Clustered Key and Sorted Key

When creating a table, specifying data distribution and sorting methods using the CLUSTERED BY and SORTED BY clauses can significantly improve performance in specific query scenarios.

Syntax

CREATE TABLE table_name ( column_definitions ) [CLUSTERED BY (col_name [, col_name ...]) [SORTED BY (col_name [ASC|DESC] [, ...])] INTO num BUCKETS] [PARTITIONED BY (col_name data_type [, ...])];

Parameter Description

ParameterRequiredDescription
CLUSTERED BY (col_name, ...)NoSpecifies the clustering key columns. The system computes a hash on these column values and distributes data across buckets.
SORTED BY (col_name [ASC|DESC], ...)NoSpecifies the sorting key columns within each bucket. Data is stored in this order within each bucket. Ascending by default.
INTO num BUCKETSRequired with CLUSTERED BYSpecifies the number of buckets.

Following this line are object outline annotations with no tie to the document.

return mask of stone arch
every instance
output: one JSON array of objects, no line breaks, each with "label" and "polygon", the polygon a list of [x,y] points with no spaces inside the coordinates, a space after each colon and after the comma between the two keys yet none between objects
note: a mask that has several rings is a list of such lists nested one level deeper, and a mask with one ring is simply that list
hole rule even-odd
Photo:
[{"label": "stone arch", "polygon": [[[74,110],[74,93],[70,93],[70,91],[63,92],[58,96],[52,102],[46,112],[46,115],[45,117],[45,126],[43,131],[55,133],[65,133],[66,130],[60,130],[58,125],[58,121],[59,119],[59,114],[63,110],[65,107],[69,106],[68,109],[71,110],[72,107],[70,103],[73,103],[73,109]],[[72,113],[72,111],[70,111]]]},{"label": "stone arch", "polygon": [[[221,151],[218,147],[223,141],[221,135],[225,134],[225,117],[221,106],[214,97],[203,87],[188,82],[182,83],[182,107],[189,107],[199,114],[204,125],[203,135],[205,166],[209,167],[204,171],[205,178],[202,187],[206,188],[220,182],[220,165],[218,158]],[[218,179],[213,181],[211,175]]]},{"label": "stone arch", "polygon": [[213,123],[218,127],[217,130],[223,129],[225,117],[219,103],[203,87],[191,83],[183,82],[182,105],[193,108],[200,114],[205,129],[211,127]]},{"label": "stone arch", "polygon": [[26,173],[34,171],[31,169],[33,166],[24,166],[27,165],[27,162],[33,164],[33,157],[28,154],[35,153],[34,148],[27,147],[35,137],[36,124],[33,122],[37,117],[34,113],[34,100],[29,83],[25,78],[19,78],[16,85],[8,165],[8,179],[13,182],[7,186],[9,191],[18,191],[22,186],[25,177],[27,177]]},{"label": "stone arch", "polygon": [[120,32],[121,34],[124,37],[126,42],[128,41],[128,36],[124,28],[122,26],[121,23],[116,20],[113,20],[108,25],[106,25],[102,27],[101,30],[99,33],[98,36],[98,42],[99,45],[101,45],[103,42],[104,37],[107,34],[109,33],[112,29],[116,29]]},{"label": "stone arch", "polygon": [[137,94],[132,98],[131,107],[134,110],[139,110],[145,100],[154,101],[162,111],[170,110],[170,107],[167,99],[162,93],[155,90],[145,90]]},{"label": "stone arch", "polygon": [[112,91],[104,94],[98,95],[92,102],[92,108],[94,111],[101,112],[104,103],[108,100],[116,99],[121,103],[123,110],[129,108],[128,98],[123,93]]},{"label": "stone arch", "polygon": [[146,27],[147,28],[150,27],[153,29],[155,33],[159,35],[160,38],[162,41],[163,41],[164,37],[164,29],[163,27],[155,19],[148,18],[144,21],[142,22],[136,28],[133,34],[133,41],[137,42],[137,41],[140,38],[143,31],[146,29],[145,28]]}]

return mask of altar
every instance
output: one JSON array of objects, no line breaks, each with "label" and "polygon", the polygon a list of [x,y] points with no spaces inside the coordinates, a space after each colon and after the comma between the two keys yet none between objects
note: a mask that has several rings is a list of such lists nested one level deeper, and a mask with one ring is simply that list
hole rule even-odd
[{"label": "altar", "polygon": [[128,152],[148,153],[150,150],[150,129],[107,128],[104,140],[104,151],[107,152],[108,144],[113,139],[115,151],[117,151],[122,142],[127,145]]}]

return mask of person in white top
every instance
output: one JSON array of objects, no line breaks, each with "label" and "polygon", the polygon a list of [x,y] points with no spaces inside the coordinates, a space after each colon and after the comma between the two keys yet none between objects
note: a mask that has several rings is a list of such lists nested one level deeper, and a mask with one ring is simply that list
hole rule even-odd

It is recommended that each bucket holds approximately 128 MB–1 GB of data.

Clustered Key Description

The clustered key determines how data is distributed across buckets. The system computes a hash on the clustered key column values, and data with the same hash value falls into the same bucket.

Criteria for selecting clustered keys:

  • Choose columns with a wide range of values and few duplicates to achieve even data distribution and avoid data skew.
  • If a column is frequently used as a JOIN key in queries, setting it as the clustered key enables Bucket Join, significantly improving JOIN performance.
  • When no clustered key is specified, the system defaults to 256 buckets.
  • Too many buckets result in a large number of small files, impacting metadata management and I/O efficiency. Too few buckets fail to fully utilize parallel processing capabilities.

Sorted Key Description

The sorted key defines the physical sort order of data within each bucket. For queries that filter or sort by the sorted key, pre-sorted data reduces the scan range and improves query performance.

  • Each sort column can be specified as ASC (ascending, default) or DESC (descending).
  • Sorted keys have some impact on write performance. Sorting during large-scale data writes consumes additional resources.

Examples

  1. Create an orders table clustered by customer_id and sorted by order_date:

CREATE TABLE orders_clustered ( order_id BIGINT, customer_id INT, product STRING, amount DECIMAL(10, 2), order_date DATE ) CLUSTERED BY (customer_id) SORTED BY (order_date DESC) INTO 64 BUCKETS;

When querying by customer_id, the system only needs to scan the corresponding bucket without a full table scan:

SELECT * FROM orders_clustered WHERE customer_id = 1001;

  1. Create a table with a multi-column clustered key, suitable for multi-dimensional JOIN scenarios:

CREATE TABLE transaction_records ( transaction_id BIGINT, customer_id INT, product_id INT, amount DECIMAL(10, 2), transaction_date DATE ) CLUSTERED BY (customer_id, product_id) SORTED BY (transaction_date ASC) INTO 128 BUCKETS;

  1. Specify only the clustered key without a sorted key:

CREATE TABLE sales_data ( sale_id INT, product_id INT, region STRING, amount DECIMAL(10, 2) ) CLUSTERED BY (product_id) INTO 50 BUCKETS;

  1. Combine partitioning and clustering (data is clustered within each partition):

CREATE TABLE logs_partitioned ( log_id BIGINT, user_id INT, action STRING, log_time TIMESTAMP ) PARTITIONED BY (log_date DATE) CLUSTERED BY (user_id) INTO 32 BUCKETS;

Notes

  • SORTED BY must be used together with CLUSTERED BY and cannot be specified alone.
  • It is recommended to estimate the number of buckets based on data volume: aim for approximately 128 MB–1 GB of data per bucket.
  • Clustered keys and sorted keys cannot be modified via ALTER TABLE after table creation. The table must be recreated.
  • For partitioned tables, clustering is performed independently within each partition, and the bucket count applies to each partition.